As noted, the SpaceX plan is to build a rapidly reusable rocket. That is the only real way to get costs down.
At the moment, no one has ever done what they are trying in several ways. What I find most interesting is the regular testing.
Grasshopper and Grasshopper 2 (officially named F9R-Dev1 and it was tested into a lovely explosion as they hit an edge of the test envelope, the purpose of testing) are testing the control software at the low end of the landing event. (GH completed testing up to 1/2 mile, F9R-Dev1 was lost during testing, and F9R-Dev2 will go much higher in New Mexico).
Every flight they can, SpaceX will be testing the landing system, as a 'bonus' use of the first stage until they succeed. Once they do, they will have the evidence in hand to demonstrate to the FAA that they can safely land a stage on land.
Thus first they will test it over water to demonstrate control and the entire system end to end. Since their original testing, they added a landing barge, the ASDS (Autonomous Spaceport Drone Ship), which provides a 170X300 foot target to try and land on. The first attempt on the CRS-5 mission hit the corner of the barge, but ran out of hydraulic fluid for the grid fins. But boy they got close! Following missions aim to land on the drone ship.
Going forward they are building a West Coast drone ship for Vandenberg launch recoveries.
This gives them additional flexibility. If the ASDS is far downrange and they launch a heavy payload, the fuel required to return to launch site (RTLS) is less, if they actually land on the barge down range.
Testing on the barge makes the FAA certification for landing at KSC much easier, if they have proven repeatadly that they can land on target. (They are building a landing site at KSC at LC-13).
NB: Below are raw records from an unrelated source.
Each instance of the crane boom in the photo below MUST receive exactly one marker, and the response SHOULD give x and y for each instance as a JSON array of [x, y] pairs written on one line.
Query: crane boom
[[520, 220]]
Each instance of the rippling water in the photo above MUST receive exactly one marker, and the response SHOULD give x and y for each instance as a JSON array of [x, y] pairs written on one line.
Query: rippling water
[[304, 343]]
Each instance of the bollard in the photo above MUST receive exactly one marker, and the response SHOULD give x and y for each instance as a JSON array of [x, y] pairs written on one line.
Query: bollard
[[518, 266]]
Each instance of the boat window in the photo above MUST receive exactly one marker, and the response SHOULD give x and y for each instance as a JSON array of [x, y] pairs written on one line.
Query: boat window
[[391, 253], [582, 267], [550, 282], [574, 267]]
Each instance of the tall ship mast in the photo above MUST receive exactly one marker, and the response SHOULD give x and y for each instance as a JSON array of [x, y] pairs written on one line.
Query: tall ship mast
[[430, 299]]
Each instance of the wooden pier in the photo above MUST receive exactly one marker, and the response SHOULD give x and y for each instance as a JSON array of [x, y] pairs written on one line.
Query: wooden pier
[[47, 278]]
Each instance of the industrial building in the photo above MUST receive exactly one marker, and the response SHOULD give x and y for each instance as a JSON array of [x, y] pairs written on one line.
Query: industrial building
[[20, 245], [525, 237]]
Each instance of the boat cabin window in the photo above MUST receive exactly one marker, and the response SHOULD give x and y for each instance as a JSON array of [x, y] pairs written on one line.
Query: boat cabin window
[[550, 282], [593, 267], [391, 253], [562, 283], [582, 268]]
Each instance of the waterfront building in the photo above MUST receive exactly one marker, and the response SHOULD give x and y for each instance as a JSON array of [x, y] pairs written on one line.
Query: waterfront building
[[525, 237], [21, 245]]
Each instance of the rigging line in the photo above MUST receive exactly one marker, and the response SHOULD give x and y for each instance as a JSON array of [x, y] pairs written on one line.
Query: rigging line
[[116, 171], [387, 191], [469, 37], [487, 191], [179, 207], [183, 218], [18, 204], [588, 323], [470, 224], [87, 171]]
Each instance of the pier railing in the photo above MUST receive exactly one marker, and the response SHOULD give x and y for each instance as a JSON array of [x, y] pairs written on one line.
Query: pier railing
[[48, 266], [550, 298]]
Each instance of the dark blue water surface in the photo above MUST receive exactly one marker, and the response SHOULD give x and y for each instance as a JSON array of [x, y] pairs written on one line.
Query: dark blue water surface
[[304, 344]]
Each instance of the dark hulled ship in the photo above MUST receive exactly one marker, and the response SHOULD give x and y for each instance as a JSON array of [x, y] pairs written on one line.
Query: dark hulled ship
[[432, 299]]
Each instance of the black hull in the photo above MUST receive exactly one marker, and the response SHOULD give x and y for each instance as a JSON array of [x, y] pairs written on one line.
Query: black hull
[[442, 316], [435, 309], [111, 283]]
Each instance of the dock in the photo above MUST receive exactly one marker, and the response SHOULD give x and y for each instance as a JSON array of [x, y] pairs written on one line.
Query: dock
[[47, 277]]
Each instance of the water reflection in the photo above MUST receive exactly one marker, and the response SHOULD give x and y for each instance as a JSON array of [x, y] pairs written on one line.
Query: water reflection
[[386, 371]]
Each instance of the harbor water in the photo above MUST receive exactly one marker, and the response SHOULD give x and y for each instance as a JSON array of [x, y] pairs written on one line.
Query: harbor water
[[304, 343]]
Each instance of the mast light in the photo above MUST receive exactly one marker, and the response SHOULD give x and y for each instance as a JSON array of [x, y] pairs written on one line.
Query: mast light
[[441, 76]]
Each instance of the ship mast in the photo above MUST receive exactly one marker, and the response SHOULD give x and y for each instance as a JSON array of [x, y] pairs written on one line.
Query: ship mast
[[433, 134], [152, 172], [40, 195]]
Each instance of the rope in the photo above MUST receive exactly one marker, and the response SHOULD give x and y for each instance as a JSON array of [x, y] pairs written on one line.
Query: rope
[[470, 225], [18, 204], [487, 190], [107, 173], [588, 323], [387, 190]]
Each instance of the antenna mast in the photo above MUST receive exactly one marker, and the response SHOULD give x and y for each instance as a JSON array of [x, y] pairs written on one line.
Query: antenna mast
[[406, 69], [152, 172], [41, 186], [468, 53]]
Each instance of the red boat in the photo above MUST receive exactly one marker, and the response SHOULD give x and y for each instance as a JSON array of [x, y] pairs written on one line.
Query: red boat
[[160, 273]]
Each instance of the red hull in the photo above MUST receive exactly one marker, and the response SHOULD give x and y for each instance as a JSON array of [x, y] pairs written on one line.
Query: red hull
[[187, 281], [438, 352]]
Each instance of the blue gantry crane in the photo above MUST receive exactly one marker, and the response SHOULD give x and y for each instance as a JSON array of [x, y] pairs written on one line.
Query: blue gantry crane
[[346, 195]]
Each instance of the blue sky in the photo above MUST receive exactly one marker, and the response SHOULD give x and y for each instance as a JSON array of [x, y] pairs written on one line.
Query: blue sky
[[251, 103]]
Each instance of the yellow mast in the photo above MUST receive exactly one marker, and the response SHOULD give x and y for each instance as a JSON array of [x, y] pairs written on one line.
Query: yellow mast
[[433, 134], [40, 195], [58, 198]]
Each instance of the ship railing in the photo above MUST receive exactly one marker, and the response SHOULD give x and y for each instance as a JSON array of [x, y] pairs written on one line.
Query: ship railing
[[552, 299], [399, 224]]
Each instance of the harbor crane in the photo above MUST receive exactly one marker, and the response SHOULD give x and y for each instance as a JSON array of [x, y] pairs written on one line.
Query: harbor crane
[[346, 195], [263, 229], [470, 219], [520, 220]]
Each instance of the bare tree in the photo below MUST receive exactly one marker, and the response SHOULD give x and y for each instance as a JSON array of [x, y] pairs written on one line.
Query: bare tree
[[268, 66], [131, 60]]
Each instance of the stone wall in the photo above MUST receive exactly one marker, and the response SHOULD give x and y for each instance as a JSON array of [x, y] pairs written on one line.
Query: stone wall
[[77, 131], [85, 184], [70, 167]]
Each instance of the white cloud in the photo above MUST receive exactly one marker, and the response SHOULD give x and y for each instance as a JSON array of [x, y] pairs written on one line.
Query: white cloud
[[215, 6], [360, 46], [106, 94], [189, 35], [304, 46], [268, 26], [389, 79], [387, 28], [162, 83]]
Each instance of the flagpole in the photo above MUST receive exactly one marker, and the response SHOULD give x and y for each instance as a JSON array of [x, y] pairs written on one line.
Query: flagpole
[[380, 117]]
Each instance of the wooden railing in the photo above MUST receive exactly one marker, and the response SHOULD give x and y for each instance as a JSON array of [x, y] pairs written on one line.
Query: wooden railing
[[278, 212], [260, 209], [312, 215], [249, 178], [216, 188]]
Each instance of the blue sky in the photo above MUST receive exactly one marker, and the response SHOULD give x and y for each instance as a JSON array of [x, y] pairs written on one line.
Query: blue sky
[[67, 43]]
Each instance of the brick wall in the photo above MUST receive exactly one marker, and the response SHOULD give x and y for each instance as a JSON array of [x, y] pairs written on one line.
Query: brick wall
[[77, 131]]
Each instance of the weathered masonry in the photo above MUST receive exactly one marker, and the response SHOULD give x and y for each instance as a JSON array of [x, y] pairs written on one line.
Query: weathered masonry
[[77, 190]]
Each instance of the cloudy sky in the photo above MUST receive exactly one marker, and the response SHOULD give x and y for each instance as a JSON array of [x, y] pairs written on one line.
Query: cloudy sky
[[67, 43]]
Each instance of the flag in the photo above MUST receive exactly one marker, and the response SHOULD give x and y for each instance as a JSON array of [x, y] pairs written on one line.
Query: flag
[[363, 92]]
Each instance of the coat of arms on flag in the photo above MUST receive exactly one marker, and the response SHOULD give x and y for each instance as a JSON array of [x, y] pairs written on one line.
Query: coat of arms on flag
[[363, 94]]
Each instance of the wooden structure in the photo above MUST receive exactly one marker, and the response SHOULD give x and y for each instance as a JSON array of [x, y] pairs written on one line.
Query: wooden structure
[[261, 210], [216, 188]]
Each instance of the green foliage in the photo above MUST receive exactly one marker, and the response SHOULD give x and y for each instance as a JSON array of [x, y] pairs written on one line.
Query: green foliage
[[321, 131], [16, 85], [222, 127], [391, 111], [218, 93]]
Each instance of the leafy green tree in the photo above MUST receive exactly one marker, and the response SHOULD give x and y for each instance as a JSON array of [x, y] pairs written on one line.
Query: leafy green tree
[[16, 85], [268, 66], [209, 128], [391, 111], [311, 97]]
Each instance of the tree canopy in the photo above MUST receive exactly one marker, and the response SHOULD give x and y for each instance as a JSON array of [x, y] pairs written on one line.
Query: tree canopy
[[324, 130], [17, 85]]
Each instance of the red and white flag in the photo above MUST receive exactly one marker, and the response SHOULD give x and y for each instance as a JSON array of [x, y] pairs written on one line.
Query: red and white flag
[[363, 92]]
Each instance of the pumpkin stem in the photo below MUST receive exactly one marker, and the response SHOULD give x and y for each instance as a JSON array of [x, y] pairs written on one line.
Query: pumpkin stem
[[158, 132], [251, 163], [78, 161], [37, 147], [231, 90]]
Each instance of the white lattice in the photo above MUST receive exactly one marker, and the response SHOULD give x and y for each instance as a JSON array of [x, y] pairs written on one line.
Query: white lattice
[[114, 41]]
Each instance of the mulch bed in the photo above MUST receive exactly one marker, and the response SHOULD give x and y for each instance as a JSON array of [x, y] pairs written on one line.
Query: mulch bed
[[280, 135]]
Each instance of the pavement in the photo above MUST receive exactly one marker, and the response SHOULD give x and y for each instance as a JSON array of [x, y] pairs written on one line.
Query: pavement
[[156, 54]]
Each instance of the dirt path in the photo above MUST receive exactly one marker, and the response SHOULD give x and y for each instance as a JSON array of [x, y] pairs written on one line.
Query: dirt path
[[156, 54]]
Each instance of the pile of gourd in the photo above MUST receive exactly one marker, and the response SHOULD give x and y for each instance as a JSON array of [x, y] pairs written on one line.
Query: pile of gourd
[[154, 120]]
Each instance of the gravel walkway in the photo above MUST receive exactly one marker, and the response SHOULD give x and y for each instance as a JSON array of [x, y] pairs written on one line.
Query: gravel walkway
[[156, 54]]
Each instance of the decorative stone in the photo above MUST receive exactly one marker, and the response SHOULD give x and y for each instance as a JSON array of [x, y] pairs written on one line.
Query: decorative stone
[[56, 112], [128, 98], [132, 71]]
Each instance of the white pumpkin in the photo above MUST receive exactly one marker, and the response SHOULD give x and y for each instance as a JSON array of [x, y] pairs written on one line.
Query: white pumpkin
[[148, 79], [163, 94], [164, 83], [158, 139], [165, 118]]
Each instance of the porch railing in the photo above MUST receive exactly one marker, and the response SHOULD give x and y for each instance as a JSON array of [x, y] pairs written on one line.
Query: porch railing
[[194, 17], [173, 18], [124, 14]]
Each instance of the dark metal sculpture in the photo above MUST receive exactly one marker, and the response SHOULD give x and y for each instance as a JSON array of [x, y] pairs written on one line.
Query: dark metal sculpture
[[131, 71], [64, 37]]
The Falcon Heavy center core will be flying much higher and faster than a normal F9 core, or the two side cores, so using the ASDS for recovery will help payload as well.
Their plans for reuse do involve a 15-30% payload hit but as part of the move from F9 to F9 v1.1 was a big boost in available payload. Thus they will have some flexibility in the future. If your mission requires 100% of the payload, they could launch expendable and charge you more. If it fits in the reuable mode payload range, charge much less.
If they can get Falcon Heavy reusable, then instead of expending a F9 it might be more effective to launch bigger things on the F-Heavy.
The legs on a water landing mission seem sort of silly, but are really needed for several reasons.
1) Test out the leg mechanism on a full up flight, end to end.
2) They need the angular momentum control to handle stage spin that they encountered on flight 6, with the Cassioppe mission.
3) Land on the ASDS and prove their ability to hit a small target to the FAA.
In Sept 2013, they tested the recovery model by firing three engines after MECO to slow down and aim vaguely back to base. Then once it reentered the atmosphere, restarted the center engine (third firing of the mission for that engine!) above the water for the final deceleration, but the vehicle had been spinning and the reaction control system was overwhelmed and could not control it so the fuel centrifuged away from the intakes and the engine flamed out. By extending the legs, like a figure skater, they expect to better be able to control the spin with the existing RCS system and land it on the water.
And if it fails on the Mar 2014 CRS-3 mission, they will try again on the next mission until they succeed. (See above, what no one else seems to be doing, serious experimentation!)